A revolutionary generation is a generation of people for whom a revolution was a major event or influence in their lives. Such revolutions are usually associated with particular nations. The children of this generation are called the children of the revolution.

==Americas==

===Cuba===
The revolutionaries of 1959 in Cuba were known as the Generation of the Centenary after the 100 year anniversary of the birth of José Martí in 1853.

===United States===
Evarts Boutell Greene dated the generation of the American Revolution as being from 1763 to 1790.

==Asia==

===China===
The first political generation of leaders in the People's Republic of China are part of the revolutionary generation in China, such as Mao Zedong, Zhu De and Zhou Enlai,

===Israel===
The Second Aliyah generation was arguably the most important and influential aliyah.
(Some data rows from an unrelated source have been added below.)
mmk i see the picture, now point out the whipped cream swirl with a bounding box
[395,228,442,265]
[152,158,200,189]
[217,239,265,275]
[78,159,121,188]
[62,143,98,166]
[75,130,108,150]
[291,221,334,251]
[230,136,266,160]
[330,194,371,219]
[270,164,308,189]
It took place between 1904 and 1914, during which approximately 40,000 Jews immigrated into Ottoman Palestine, mostly from Russia and Poland, some from Yemen. They were the generation that created the social, political and cultural foundations of the State of Israel.

==Europe==

===France===
The Université state education system established by Napoleon created a post-revolutionary generation in France.

===Germany===
The 1840s were a decisive decade which culminated in the Revolutions of 1848 which defined a generation of Germans.

===Romania===
In Romania, people who were born in 1989 are called the Revolution Generation , in reference to the Romanian Revolution of 1989 that ended the brutal Communist regime of Nicolae Ceaușescu and brought democracy and rule of law to Romania.

===Yugoslavia===
The generation that came of age during or immediately after World War II and subsequent rise of communism. It is a generation marked by greater social mobility in comparison to previous period of Kingdom of Yugoslavia, which permitted the large section of population to obtain education. It was also marked by rapid urbanization and industrialization of the country, with a big population shift from rural to urban areas.